As part of the project, Raincoast Conservation Foundation made a deliberate breach in the North Arm jetty in early March; they have been monitoring the 30-metre wide opening, and are already observing juvenile salmon passing through.

This immediate success makes this habitat restoration project rare.

The project is led by the Raincoast Conservation Foundation and its partners, including the Pacific Salmon Foundation (PSF), Ducks Unlimited, Tsawwassen First Nation, and Lower Fraser Fisheries Alliance.

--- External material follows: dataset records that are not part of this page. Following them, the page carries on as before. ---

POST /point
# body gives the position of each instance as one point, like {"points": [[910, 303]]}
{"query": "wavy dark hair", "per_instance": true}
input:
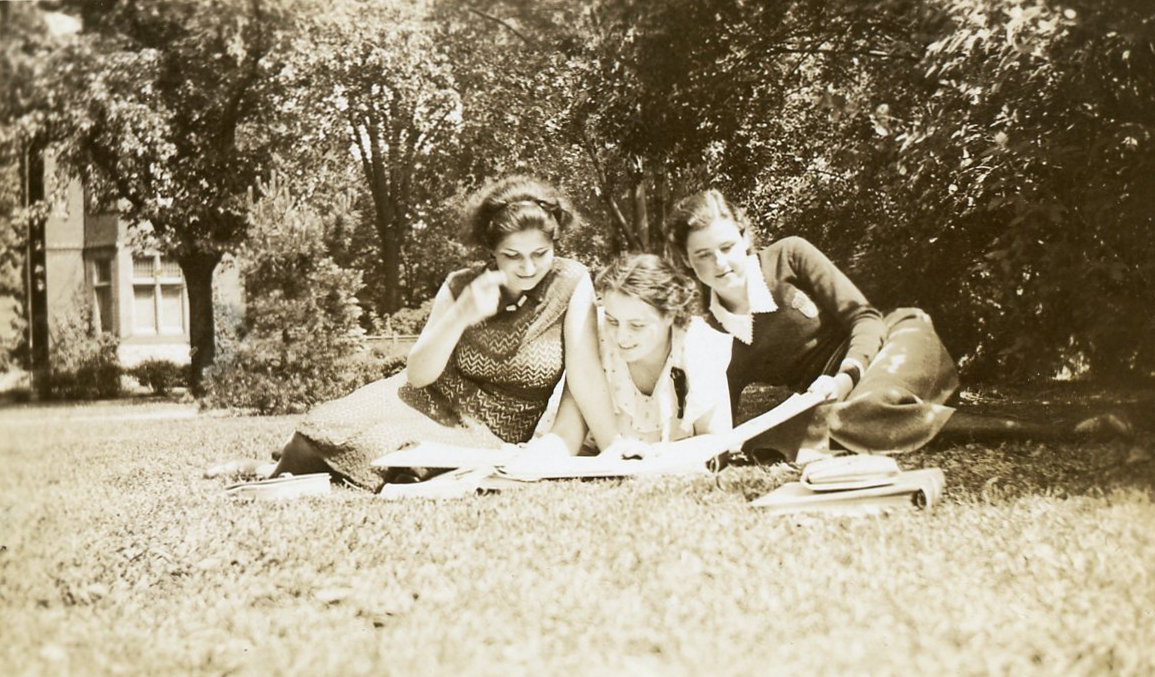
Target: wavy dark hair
{"points": [[694, 213], [515, 203], [653, 280]]}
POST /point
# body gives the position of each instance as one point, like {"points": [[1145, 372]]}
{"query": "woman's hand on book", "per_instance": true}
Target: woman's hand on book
{"points": [[834, 388]]}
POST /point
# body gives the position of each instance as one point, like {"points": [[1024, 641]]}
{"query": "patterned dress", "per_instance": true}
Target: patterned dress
{"points": [[493, 389]]}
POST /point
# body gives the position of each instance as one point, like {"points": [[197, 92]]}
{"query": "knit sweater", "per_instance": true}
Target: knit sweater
{"points": [[822, 324]]}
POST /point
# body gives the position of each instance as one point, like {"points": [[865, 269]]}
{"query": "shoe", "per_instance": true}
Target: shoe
{"points": [[1105, 425]]}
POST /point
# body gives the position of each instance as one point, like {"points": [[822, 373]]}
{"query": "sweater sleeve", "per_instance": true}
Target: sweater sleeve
{"points": [[835, 294]]}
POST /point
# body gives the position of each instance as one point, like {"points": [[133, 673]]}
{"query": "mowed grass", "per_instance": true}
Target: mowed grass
{"points": [[116, 557]]}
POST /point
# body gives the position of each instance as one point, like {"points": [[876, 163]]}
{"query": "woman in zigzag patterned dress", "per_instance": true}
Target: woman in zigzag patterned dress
{"points": [[496, 344]]}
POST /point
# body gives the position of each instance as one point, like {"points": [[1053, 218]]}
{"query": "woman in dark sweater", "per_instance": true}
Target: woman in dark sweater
{"points": [[799, 321]]}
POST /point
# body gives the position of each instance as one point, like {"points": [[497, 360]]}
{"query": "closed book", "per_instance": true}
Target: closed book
{"points": [[909, 489]]}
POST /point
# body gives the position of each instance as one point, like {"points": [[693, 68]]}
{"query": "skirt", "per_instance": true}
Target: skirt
{"points": [[351, 432], [898, 406]]}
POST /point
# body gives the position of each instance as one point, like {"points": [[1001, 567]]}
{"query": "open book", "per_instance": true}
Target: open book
{"points": [[686, 455], [911, 488]]}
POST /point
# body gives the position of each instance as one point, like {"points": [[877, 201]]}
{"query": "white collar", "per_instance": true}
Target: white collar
{"points": [[758, 296]]}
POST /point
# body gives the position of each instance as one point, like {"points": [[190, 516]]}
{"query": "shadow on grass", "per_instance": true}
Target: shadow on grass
{"points": [[1062, 465]]}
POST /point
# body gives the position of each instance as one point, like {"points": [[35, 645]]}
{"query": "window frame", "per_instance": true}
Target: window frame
{"points": [[156, 283]]}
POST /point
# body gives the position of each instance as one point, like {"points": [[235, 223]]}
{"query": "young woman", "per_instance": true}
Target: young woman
{"points": [[665, 367], [496, 344], [799, 321]]}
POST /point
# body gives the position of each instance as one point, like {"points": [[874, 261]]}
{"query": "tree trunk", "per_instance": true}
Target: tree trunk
{"points": [[390, 254], [198, 269], [661, 203], [37, 292], [641, 213]]}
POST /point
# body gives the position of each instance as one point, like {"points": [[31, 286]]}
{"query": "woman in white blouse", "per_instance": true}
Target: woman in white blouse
{"points": [[667, 369]]}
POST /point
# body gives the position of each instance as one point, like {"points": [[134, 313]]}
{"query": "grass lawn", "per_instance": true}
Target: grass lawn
{"points": [[116, 557]]}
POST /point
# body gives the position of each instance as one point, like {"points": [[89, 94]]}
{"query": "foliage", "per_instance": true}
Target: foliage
{"points": [[380, 82], [300, 322], [165, 111], [83, 362], [162, 376], [407, 320], [24, 44]]}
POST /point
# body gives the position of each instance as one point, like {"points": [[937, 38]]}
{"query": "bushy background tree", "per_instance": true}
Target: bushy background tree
{"points": [[299, 329], [990, 161]]}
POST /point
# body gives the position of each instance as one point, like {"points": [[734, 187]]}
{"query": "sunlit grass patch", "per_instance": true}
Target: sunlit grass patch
{"points": [[118, 558]]}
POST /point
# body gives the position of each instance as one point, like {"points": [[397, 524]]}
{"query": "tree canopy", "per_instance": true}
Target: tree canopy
{"points": [[990, 161]]}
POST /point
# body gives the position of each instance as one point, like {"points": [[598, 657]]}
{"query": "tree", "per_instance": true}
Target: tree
{"points": [[164, 111], [380, 83], [295, 346]]}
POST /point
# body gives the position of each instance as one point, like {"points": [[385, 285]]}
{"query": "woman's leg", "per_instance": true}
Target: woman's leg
{"points": [[899, 404]]}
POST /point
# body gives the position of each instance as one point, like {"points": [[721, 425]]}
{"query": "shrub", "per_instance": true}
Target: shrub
{"points": [[161, 374], [83, 362], [408, 320], [299, 333]]}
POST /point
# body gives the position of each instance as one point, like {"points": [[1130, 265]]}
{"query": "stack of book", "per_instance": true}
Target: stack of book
{"points": [[856, 484]]}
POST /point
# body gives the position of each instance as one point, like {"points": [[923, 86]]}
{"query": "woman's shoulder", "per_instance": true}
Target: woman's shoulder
{"points": [[703, 340]]}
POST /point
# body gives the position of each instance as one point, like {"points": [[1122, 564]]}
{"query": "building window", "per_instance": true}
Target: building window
{"points": [[158, 296], [102, 287]]}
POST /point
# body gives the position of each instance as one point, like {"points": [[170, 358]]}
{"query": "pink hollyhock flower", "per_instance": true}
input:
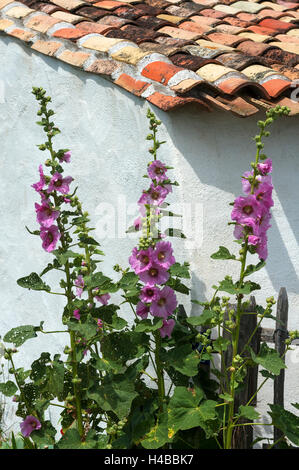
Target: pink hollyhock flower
{"points": [[103, 298], [162, 254], [149, 294], [50, 237], [265, 167], [141, 260], [157, 171], [76, 314], [246, 207], [137, 223], [165, 304], [253, 240], [142, 310], [66, 157], [154, 275], [157, 195], [167, 328], [263, 194], [30, 423], [42, 181], [79, 283], [60, 184], [46, 216]]}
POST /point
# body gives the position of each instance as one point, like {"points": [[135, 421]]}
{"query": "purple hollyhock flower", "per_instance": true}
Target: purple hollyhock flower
{"points": [[42, 181], [30, 423], [66, 157], [46, 216], [165, 304], [103, 298], [265, 167], [79, 283], [246, 207], [263, 194], [157, 195], [141, 260], [137, 223], [261, 248], [167, 328], [162, 254], [142, 310], [149, 294], [157, 171], [154, 275], [76, 314], [50, 237], [60, 184]]}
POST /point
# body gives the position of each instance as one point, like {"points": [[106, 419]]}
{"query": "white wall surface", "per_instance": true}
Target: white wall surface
{"points": [[105, 128]]}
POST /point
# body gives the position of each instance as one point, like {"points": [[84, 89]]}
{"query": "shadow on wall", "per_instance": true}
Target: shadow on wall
{"points": [[219, 147]]}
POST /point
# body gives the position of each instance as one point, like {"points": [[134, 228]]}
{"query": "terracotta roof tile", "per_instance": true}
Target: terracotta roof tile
{"points": [[236, 56]]}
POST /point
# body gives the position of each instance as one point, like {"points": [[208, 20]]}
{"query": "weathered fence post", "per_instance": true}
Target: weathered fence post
{"points": [[280, 335]]}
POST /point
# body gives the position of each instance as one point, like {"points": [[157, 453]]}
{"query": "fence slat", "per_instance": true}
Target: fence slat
{"points": [[280, 337]]}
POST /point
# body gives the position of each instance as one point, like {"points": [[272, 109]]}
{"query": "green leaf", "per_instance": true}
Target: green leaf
{"points": [[203, 319], [115, 393], [20, 334], [148, 325], [188, 409], [87, 330], [226, 397], [183, 359], [222, 253], [44, 436], [34, 282], [174, 232], [8, 389], [251, 268], [221, 344], [178, 286], [180, 270], [72, 440], [63, 257], [128, 281], [158, 435], [87, 240], [248, 412], [286, 421], [269, 359]]}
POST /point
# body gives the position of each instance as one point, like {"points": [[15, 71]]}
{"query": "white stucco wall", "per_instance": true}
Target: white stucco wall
{"points": [[105, 127]]}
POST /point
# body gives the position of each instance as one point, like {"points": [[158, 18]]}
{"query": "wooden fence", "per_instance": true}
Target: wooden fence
{"points": [[243, 435]]}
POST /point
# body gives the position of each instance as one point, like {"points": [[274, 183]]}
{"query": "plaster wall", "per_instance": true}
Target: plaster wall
{"points": [[105, 128]]}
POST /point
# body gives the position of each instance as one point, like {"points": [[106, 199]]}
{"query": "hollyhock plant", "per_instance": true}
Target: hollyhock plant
{"points": [[142, 310], [79, 283], [163, 255], [45, 214], [42, 181], [154, 275], [104, 298], [60, 184], [149, 294], [165, 304], [167, 327], [157, 171], [50, 237], [30, 424], [141, 260]]}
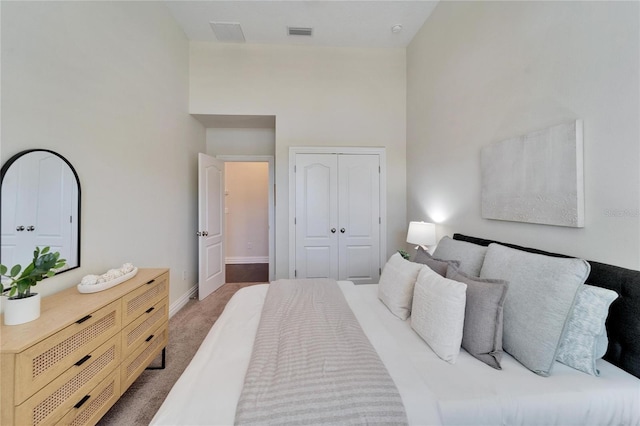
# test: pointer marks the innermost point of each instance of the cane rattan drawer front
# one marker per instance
(140, 358)
(44, 361)
(66, 366)
(142, 327)
(54, 400)
(138, 301)
(96, 403)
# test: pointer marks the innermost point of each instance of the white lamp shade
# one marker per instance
(421, 233)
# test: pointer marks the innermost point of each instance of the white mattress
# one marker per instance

Harrison River Chinook used to be the most productive Chinook salmon population in the Fraser, but has been declining for more than a decade and is now considered threatened by the Committee on the Status of Endangered Wildlife in Canada (COSEWIC). Juvenile Chinook, likely from the Harrison River, have been captured using the breach passage during spring 2022.

“Juvenile salmon rely on access to estuary habitats to adapt to salty waters and for important feeding opportunities that can improve their ability to survive in the ocean,” says Dave Scott, a biologist with Raincoast and a PhD-candidate in the Pacific Salmon Ecology and Conservation Lab at UBC.

Dave Scott, a PhD candidate in the Pacific Salmon Ecology and Conservation Lab at UBC and biologist with Raincoast Conservation Foundation. Photo by Linda Aylesworth.

The Lower Fraser River and estuary is a highly modified environment with more than 80% of tidal marsh habitats, which juvenile salmon rely on, either lost or inaccessible. On the Fraser delta, this includes the jetties, causeways, and training walls that were built to control the arms of the river for ship navigation.

This restoration follows on Raincoast’s success creating three breaches in the Fraser River’s South Arm on the Steveston Jetty in 2019. Raincoast biologists found high numbers of juvenile salmon passing through to reach the marsh on Sturgeon Bank, instead of being swept out to the Georgia Strait.

Raincoast plans on creating two more 30-metre-wide breaches in the North Arm Jetty to continue to restore natural migration pathways for juvenile salmon, other fish species, and natural flow of freshwater and fine sediments.

“Given our understanding of how vital estuaries are, it is only right that we start to fix some of the damage we humans have caused. Projects like this are really important to address some of the issues we have caused to juvenile salmon habitat…and hopefully give these fish a fighting chance on their way into the open ocean,” says Dr. Pearsall.

This project was made possible by funding from the Pacific Salmon Foundation, the Province of BC and the Government of Canada.